Gedoe, gedoe, vooral veel gedoe
Gisteren waren ze er dan: de protocollen van de PKN met het oog op de komende maanden nu er weer wat meer mag. We staan als kerken weliswaar niet op de eerste rij als het om versoepelingen gaat, maar toch. De maand juni zou een proefmaand kunnen zijn om diensten te houden met maximaal 30 mensen ( na aftrek van dienstdoend personeel betekent dat 25 kerkgangers), om dan straks vanaf 1 juli met maximaal 100 mensen verder te kunnen.
Ik moet eerlijk zeggen, hoe graag ik ook weer gewoon diensten met u zou willen houden, mij bekruipt bij het lezen van die protocollen vooral het gevoel van: wat een gedoe. Dat de kerkenraad deze week besloot om geen gebruik te maken van die proefperiode had dan ook helemaal mijn instemming.
In de column van gisteren had ik al over het zingen, waarover gisterenavond overigens ook nog een item in een van de actualiteitenprogramma’s. Nu haasten de beleidsmakers van onze kerk zich om alternatieven aan te dragen, want zo zeggen ze: ‘een dienst valt of staat niet bij het zingen’. Nee, dat zal wel, maar dat gaat me wel iets te vlug en te makkelijk.

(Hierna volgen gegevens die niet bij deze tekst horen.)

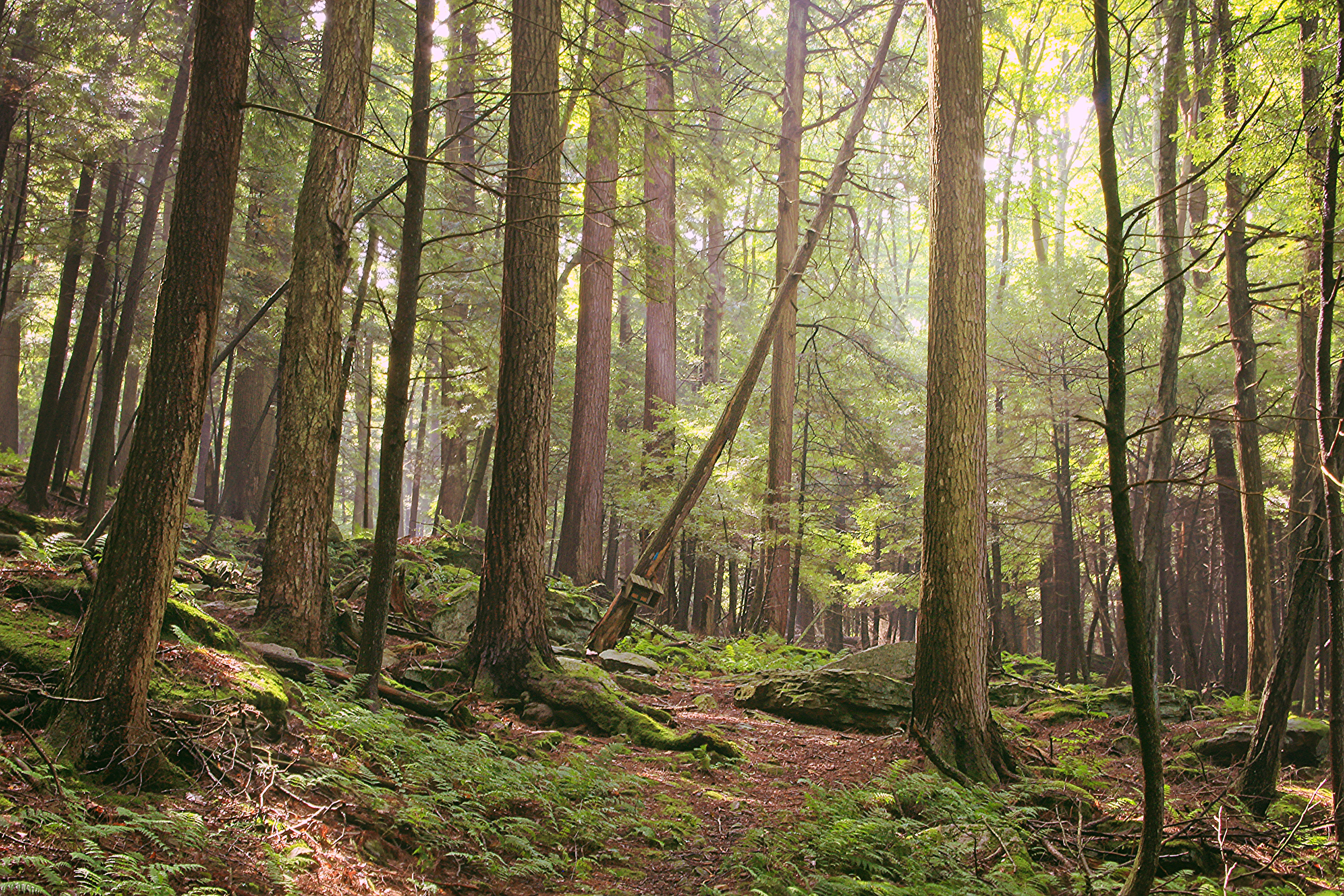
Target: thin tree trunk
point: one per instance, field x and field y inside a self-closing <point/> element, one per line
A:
<point x="1136" y="602"/>
<point x="293" y="587"/>
<point x="510" y="635"/>
<point x="1247" y="385"/>
<point x="580" y="550"/>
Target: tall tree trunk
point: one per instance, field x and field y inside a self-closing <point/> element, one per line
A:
<point x="510" y="633"/>
<point x="580" y="550"/>
<point x="1330" y="412"/>
<point x="1233" y="557"/>
<point x="1138" y="614"/>
<point x="44" y="452"/>
<point x="1174" y="281"/>
<point x="101" y="449"/>
<point x="951" y="715"/>
<point x="1247" y="385"/>
<point x="659" y="244"/>
<point x="74" y="387"/>
<point x="784" y="367"/>
<point x="107" y="725"/>
<point x="293" y="585"/>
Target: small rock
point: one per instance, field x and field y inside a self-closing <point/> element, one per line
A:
<point x="623" y="661"/>
<point x="640" y="686"/>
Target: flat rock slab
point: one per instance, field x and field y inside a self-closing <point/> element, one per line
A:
<point x="1306" y="743"/>
<point x="631" y="663"/>
<point x="892" y="660"/>
<point x="841" y="699"/>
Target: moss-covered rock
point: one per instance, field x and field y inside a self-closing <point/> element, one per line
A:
<point x="29" y="640"/>
<point x="832" y="698"/>
<point x="199" y="625"/>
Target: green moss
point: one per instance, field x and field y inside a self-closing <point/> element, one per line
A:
<point x="26" y="643"/>
<point x="240" y="678"/>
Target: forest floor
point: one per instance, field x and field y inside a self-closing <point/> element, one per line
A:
<point x="334" y="799"/>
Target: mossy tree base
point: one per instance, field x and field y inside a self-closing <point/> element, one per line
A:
<point x="609" y="714"/>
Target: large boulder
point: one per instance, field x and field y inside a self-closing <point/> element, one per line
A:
<point x="1306" y="743"/>
<point x="838" y="699"/>
<point x="892" y="660"/>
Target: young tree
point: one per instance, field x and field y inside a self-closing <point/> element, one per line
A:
<point x="784" y="369"/>
<point x="293" y="585"/>
<point x="107" y="726"/>
<point x="580" y="551"/>
<point x="392" y="456"/>
<point x="951" y="699"/>
<point x="510" y="635"/>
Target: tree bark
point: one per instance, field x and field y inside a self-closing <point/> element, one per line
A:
<point x="1247" y="385"/>
<point x="74" y="387"/>
<point x="293" y="585"/>
<point x="44" y="452"/>
<point x="951" y="715"/>
<point x="1136" y="604"/>
<point x="580" y="550"/>
<point x="392" y="456"/>
<point x="510" y="633"/>
<point x="784" y="367"/>
<point x="108" y="726"/>
<point x="101" y="449"/>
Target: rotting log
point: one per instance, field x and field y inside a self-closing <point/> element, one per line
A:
<point x="616" y="622"/>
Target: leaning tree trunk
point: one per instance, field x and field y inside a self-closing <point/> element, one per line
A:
<point x="107" y="725"/>
<point x="1138" y="636"/>
<point x="293" y="585"/>
<point x="951" y="699"/>
<point x="401" y="351"/>
<point x="580" y="550"/>
<point x="510" y="633"/>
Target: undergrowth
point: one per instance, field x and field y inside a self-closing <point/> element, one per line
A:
<point x="753" y="653"/>
<point x="103" y="856"/>
<point x="460" y="800"/>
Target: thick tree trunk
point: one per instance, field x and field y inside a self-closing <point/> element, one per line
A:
<point x="510" y="633"/>
<point x="1138" y="614"/>
<point x="580" y="550"/>
<point x="103" y="448"/>
<point x="1174" y="320"/>
<point x="107" y="726"/>
<point x="784" y="367"/>
<point x="659" y="245"/>
<point x="293" y="585"/>
<point x="1260" y="635"/>
<point x="951" y="715"/>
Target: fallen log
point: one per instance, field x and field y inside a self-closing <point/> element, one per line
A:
<point x="299" y="669"/>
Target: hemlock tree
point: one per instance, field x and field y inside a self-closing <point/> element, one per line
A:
<point x="108" y="726"/>
<point x="951" y="715"/>
<point x="293" y="585"/>
<point x="580" y="550"/>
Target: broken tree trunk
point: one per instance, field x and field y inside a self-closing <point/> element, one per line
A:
<point x="616" y="622"/>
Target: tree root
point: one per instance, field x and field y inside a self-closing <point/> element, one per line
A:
<point x="612" y="715"/>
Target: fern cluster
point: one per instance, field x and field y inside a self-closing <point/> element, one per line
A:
<point x="904" y="834"/>
<point x="463" y="801"/>
<point x="93" y="870"/>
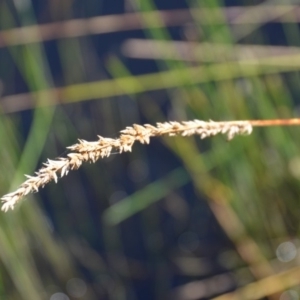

En die alternatieven: een paar zangstemmen, piano-of orgelspel, liederen declameren met de melodie op de achtergrond. Nou, allemaal aardig bedacht en we zijn gezegend met goede muzikanten en zangstemmen, maar wat mij betreft toch vooral pleisters op de wond. En ja, ook prijst onze kerkleiding de waarde van stilte aan: “dit zou wel eens het moment kunnen zijn om de rijkdom van de stilte als liturgisch element te kunnen ontdekken. Niet minder aardig bedacht, maar laten we van de nood geen deugd proberen te maken. In de kloosters, voor het besef van velen toch centra van stilte, bestaat de liturgie toch ook vooral uit het zingend bidden van psalmen. Ik las toevallig gisteren nog ( wat heet toevallig) dat abt Odo van het belangrijkste klooster uit de middeleeuwen, Cluny, zijn broeders maar liefst 138 psalmen per dag liet reciteren. Hoezo stilte?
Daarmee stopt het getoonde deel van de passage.